Following up on a prior blog article : “Making a case for a disaggregated storage architecture”.
NVM Express over Fabrics (NVMe-oF) is an emerging standard designed to access storage over a network. Since it offers high performance and low latency, it has captured the imagination of the industry. Implementations are available for popular operating systems, such as Linux and Windows. They allow remote access to storage (especially NVMe Flash storage) with latency and performance very similar to locally-attached storage.
However, before you start NVMe-oF testing and NVMe-oF deployment, there are some specificities of the technology that you should be aware of:
1. Know the Language
Specifications and tutorials talk about targets, initiators and discovery services. What are they?
- The target is the machine hosting the storage. It includes the NVMe-oF target and the media. It allows configuration of what storage is available, and how.
- The initiator is the system accessing the remote storage. Note that today’s standard only defines a point-to-point connection between a target and an initiator. It includes no synchronization between two initiators that might access the same media. No issue if they access different storage exposed by the same target.
- Discovery is a service run by the target that allows the initiator to find out what storage is available. Currently you need to know the address of the discovery service. There are multiple initiatives to improve and build upon the basic discovery of the NVMe-oF; and also to allow new functionalities, like notifications and network management. A notable example is the SNIA Swordfish protocol, RESTful protocol that allows NVMe-oF Network configuration among other features.
2. Plan the Network
NVMe-oF allows transfers using different media, including Ethernet, Infiniband or FibreChannel. In addition to that, it can use different lower-level network protocols. For example, the Ethernet transfer can be done currently using RDMA protocols: RoCE (v1 or v2) or iWARP. However, a TCP version is being defined and is expected for release later this year.

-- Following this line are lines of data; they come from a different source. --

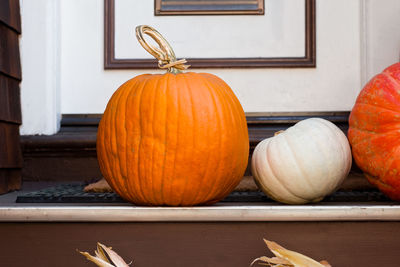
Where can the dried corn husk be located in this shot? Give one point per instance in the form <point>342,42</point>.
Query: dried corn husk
<point>287,258</point>
<point>105,257</point>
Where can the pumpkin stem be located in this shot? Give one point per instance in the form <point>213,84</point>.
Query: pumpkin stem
<point>165,54</point>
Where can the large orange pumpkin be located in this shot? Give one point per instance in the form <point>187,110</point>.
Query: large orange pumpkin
<point>374,132</point>
<point>173,139</point>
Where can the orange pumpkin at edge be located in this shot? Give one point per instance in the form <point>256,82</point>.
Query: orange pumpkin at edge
<point>176,139</point>
<point>374,131</point>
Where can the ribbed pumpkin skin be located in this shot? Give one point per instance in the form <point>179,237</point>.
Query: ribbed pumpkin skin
<point>173,139</point>
<point>304,163</point>
<point>374,131</point>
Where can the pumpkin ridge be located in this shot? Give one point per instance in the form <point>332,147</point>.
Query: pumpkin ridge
<point>211,89</point>
<point>256,171</point>
<point>167,78</point>
<point>188,91</point>
<point>100,152</point>
<point>155,196</point>
<point>119,133</point>
<point>299,167</point>
<point>198,194</point>
<point>273,172</point>
<point>235,114</point>
<point>128,143</point>
<point>173,176</point>
<point>113,141</point>
<point>219,91</point>
<point>138,175</point>
<point>337,137</point>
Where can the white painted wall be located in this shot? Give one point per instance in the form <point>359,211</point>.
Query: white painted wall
<point>346,55</point>
<point>39,49</point>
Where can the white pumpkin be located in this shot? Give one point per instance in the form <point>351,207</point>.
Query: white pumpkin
<point>302,164</point>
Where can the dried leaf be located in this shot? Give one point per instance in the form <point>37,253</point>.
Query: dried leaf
<point>275,261</point>
<point>325,263</point>
<point>100,253</point>
<point>295,258</point>
<point>115,258</point>
<point>98,261</point>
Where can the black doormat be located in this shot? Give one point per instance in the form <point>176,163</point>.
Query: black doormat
<point>73,193</point>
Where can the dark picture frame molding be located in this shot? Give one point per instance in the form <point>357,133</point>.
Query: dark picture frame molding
<point>308,61</point>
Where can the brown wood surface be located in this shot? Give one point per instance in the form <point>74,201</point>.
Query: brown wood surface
<point>9,14</point>
<point>10,179</point>
<point>10,150</point>
<point>212,7</point>
<point>10,106</point>
<point>9,52</point>
<point>308,61</point>
<point>231,244</point>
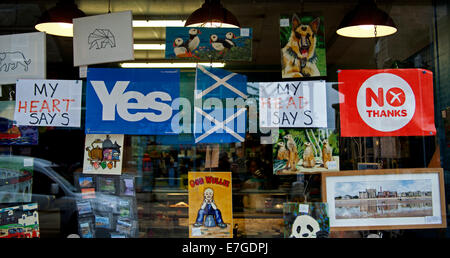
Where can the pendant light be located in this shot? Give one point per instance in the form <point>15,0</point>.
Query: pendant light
<point>58,20</point>
<point>366,21</point>
<point>212,14</point>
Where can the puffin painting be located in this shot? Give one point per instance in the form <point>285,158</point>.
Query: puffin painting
<point>222,45</point>
<point>181,48</point>
<point>193,40</point>
<point>229,43</point>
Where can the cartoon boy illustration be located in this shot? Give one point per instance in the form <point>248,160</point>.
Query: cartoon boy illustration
<point>209,208</point>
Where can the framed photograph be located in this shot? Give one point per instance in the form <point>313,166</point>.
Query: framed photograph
<point>306,220</point>
<point>385,199</point>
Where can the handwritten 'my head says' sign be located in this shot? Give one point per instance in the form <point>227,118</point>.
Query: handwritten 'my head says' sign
<point>48,103</point>
<point>293,104</point>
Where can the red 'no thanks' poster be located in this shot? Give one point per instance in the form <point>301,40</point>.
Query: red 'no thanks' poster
<point>390,102</point>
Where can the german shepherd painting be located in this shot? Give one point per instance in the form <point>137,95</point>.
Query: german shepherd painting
<point>299,54</point>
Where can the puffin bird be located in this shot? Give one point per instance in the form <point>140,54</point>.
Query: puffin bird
<point>180,49</point>
<point>216,43</point>
<point>193,40</point>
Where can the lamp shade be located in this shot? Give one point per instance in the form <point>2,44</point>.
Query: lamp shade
<point>366,21</point>
<point>58,20</point>
<point>212,14</point>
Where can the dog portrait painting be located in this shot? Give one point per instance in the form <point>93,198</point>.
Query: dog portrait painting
<point>302,46</point>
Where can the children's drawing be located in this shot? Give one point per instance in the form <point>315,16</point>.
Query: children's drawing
<point>103,154</point>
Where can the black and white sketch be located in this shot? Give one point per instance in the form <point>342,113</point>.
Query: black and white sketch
<point>22,56</point>
<point>101,38</point>
<point>11,60</point>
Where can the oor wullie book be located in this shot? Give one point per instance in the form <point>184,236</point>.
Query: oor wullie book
<point>210,205</point>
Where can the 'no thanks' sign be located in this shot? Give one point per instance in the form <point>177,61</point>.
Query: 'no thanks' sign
<point>391,102</point>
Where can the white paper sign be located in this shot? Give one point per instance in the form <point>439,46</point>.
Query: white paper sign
<point>293,104</point>
<point>48,103</point>
<point>22,56</point>
<point>103,38</point>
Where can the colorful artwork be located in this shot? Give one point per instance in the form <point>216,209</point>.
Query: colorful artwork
<point>306,150</point>
<point>16,179</point>
<point>209,43</point>
<point>302,46</point>
<point>10,133</point>
<point>306,220</point>
<point>103,154</point>
<point>210,205</point>
<point>19,222</point>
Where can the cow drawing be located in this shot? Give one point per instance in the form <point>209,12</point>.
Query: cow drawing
<point>100,38</point>
<point>11,60</point>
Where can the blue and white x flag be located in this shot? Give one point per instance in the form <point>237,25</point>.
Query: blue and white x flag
<point>219,125</point>
<point>219,83</point>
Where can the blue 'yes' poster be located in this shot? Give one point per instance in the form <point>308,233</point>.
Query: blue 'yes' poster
<point>131,101</point>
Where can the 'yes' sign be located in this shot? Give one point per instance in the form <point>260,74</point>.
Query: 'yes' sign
<point>391,102</point>
<point>131,101</point>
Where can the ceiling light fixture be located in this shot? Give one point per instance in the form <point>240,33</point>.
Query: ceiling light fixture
<point>170,65</point>
<point>58,20</point>
<point>366,21</point>
<point>212,14</point>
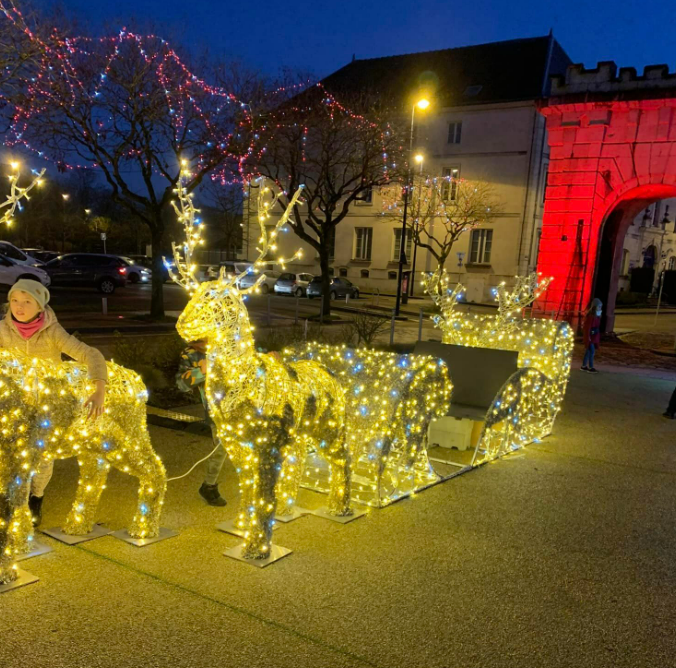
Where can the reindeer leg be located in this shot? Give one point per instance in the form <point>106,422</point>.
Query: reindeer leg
<point>90,486</point>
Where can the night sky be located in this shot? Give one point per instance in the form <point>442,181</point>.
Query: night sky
<point>321,36</point>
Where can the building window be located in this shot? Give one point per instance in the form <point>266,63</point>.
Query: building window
<point>480,246</point>
<point>397,245</point>
<point>625,263</point>
<point>449,185</point>
<point>454,132</point>
<point>363,237</point>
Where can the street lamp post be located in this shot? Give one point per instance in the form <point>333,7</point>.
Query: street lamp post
<point>419,158</point>
<point>421,104</point>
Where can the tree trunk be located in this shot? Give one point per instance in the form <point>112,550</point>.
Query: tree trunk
<point>157,294</point>
<point>326,279</point>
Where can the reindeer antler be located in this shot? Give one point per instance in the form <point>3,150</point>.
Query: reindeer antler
<point>17,193</point>
<point>267,242</point>
<point>526,290</point>
<point>192,225</point>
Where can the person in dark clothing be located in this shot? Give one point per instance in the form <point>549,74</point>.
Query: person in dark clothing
<point>670,413</point>
<point>191,374</point>
<point>591,334</point>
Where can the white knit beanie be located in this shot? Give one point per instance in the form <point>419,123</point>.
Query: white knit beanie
<point>34,288</point>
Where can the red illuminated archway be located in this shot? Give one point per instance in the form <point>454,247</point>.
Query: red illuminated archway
<point>612,141</point>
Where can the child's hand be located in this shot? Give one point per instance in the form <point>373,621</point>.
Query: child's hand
<point>95,402</point>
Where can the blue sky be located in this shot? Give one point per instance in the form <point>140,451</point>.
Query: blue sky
<point>321,36</point>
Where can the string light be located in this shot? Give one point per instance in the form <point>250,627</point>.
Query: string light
<point>526,407</point>
<point>42,417</point>
<point>268,414</point>
<point>17,193</point>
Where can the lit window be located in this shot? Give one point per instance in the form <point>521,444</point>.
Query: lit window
<point>449,185</point>
<point>480,246</point>
<point>362,246</point>
<point>454,132</point>
<point>397,245</point>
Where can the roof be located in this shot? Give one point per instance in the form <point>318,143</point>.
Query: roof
<point>509,71</point>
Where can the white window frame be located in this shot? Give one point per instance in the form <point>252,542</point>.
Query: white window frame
<point>363,243</point>
<point>449,189</point>
<point>396,244</point>
<point>454,135</point>
<point>484,246</point>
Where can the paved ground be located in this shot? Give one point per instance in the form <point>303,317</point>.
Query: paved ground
<point>561,555</point>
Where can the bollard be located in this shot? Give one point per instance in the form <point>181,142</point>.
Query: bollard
<point>392,327</point>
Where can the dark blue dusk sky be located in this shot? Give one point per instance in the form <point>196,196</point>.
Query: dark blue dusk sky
<point>321,36</point>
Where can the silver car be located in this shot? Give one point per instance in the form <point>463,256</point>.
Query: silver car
<point>293,284</point>
<point>266,286</point>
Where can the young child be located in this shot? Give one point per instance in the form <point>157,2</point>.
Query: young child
<point>30,327</point>
<point>192,371</point>
<point>591,334</point>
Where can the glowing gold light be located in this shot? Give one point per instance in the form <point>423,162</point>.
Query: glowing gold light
<point>268,413</point>
<point>41,404</point>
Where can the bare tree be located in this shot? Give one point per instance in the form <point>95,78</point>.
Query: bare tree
<point>338,154</point>
<point>130,109</point>
<point>441,209</point>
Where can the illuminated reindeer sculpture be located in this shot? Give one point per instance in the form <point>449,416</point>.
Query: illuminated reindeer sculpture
<point>42,417</point>
<point>268,413</point>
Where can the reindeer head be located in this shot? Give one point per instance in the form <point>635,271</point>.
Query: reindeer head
<point>216,310</point>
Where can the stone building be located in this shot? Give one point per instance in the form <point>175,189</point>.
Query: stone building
<point>483,124</point>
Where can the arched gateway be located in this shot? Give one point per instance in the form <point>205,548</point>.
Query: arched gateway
<point>612,142</point>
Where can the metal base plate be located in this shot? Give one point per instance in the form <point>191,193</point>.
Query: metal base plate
<point>24,578</point>
<point>277,552</point>
<point>231,528</point>
<point>164,533</point>
<point>341,519</point>
<point>295,513</point>
<point>36,550</point>
<point>97,532</point>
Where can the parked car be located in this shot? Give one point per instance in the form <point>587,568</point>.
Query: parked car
<point>104,272</point>
<point>232,268</point>
<point>16,254</point>
<point>136,272</point>
<point>39,254</point>
<point>293,284</point>
<point>339,288</point>
<point>268,285</point>
<point>11,271</point>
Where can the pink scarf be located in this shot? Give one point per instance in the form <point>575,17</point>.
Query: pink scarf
<point>27,329</point>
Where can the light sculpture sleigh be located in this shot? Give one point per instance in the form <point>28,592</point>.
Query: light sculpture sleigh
<point>526,407</point>
<point>42,417</point>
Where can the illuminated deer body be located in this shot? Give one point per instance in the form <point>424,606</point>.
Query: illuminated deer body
<point>267,413</point>
<point>42,417</point>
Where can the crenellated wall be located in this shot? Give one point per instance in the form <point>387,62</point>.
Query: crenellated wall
<point>612,142</point>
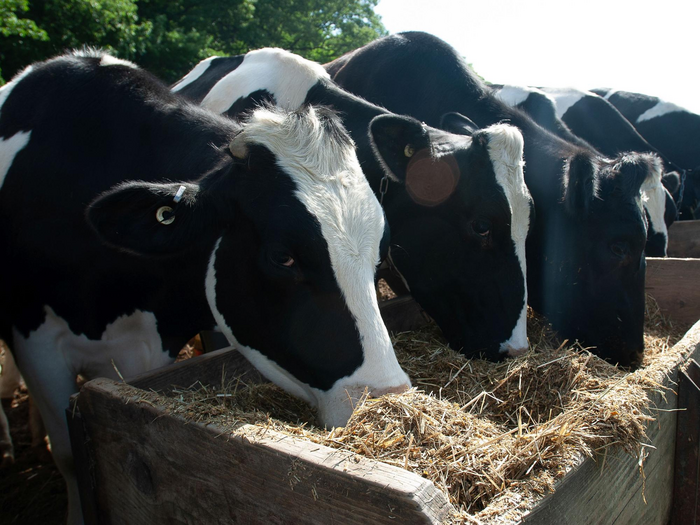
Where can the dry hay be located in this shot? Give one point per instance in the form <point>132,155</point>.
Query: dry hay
<point>493,436</point>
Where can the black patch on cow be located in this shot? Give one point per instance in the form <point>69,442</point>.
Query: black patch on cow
<point>218,69</point>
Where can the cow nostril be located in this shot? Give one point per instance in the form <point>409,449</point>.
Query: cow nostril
<point>390,390</point>
<point>516,351</point>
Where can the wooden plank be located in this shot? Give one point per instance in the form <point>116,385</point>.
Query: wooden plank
<point>675,284</point>
<point>609,489</point>
<point>83,463</point>
<point>153,468</point>
<point>684,239</point>
<point>686,489</point>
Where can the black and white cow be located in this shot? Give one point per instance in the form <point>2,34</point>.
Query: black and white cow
<point>585,254</point>
<point>457,205</point>
<point>672,130</point>
<point>540,106</point>
<point>267,229</point>
<point>584,118</point>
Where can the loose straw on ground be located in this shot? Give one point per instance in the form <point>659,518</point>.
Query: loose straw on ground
<point>493,436</point>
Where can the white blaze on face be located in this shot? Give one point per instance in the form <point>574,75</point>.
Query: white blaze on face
<point>287,77</point>
<point>193,75</point>
<point>654,199</point>
<point>505,147</point>
<point>331,186</point>
<point>9,148</point>
<point>7,88</point>
<point>109,60</point>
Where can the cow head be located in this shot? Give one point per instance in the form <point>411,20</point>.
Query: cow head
<point>660,209</point>
<point>591,256</point>
<point>291,233</point>
<point>459,223</point>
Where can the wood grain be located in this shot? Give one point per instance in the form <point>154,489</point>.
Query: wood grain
<point>153,468</point>
<point>684,239</point>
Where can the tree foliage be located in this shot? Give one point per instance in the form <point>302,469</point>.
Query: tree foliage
<point>169,36</point>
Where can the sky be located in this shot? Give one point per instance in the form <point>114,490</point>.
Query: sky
<point>632,45</point>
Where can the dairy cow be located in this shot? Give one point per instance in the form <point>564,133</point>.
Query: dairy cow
<point>457,205</point>
<point>584,118</point>
<point>130,219</point>
<point>671,129</point>
<point>585,254</point>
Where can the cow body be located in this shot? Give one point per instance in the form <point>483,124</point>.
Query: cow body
<point>584,118</point>
<point>585,252</point>
<point>457,205</point>
<point>672,130</point>
<point>267,229</point>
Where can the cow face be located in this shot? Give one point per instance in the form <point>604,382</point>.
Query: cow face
<point>458,231</point>
<point>593,258</point>
<point>296,233</point>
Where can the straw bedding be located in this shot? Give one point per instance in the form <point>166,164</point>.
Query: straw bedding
<point>493,436</point>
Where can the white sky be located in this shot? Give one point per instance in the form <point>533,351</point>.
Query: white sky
<point>650,47</point>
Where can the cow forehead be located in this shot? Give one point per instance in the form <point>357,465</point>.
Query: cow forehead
<point>286,76</point>
<point>319,157</point>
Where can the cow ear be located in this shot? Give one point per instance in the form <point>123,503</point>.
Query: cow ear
<point>150,219</point>
<point>458,124</point>
<point>395,139</point>
<point>671,181</point>
<point>580,184</point>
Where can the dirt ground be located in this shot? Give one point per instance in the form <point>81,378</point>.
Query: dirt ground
<point>32,490</point>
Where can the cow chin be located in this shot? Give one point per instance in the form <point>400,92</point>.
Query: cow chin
<point>337,405</point>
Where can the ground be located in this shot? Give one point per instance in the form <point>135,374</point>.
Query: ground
<point>32,490</point>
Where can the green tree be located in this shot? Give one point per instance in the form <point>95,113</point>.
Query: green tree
<point>186,31</point>
<point>68,24</point>
<point>11,25</point>
<point>169,36</point>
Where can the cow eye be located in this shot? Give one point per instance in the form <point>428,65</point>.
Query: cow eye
<point>620,249</point>
<point>481,227</point>
<point>282,259</point>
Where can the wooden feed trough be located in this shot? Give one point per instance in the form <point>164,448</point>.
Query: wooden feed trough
<point>139,464</point>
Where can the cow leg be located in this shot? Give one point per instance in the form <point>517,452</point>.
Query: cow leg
<point>10,377</point>
<point>9,381</point>
<point>51,381</point>
<point>7,450</point>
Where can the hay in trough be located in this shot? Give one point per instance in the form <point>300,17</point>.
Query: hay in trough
<point>494,437</point>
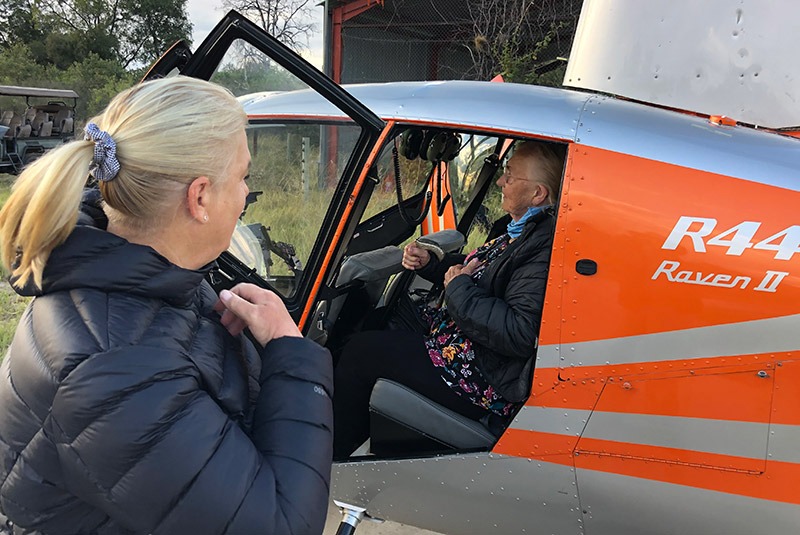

When planning your network, take into account the existence of network adapters that support one protocol only. RDMA protocols are incompatible with each other. For example, a RoCE-based system will not be able to communicate with an iWARP one. It may be worth considering using programmable elements such as the Kalray Target Controller (KTC).
Also be aware of the requirements of your network protocols. For example, RoCE requires lossless Ethernet, PFC deployment using PFC-enabled switches is highly recommended.
3. Prepare for Change
NVMe-oF is emerging and altering technology. The protocol implementation receives frequent updates, so it is important to track changes in your Linux distribution. CentoOS and SuSE provide backports of the NVMe-oF functionality to older kernels, but we recommend at least the 4.9 series with all patches applied. The associated tools are in development also and you may need to update them regularly. New functions and services are in development, especially for management.
The way the system is configured right now will probably change and become simpler. For example, the next NVMe-oF standard version, expected at the beginning of 2019, should include TCP transport, enhanced discovery and authentication.
Apart from the protocol itself, elements of the NVMe-oF networks may include more functions. For instance, the NVMe-oF targets could provide services beyond mere access to the drives. In other words, when preparing your system, take into account the fact that it should be easy to update as new services appear.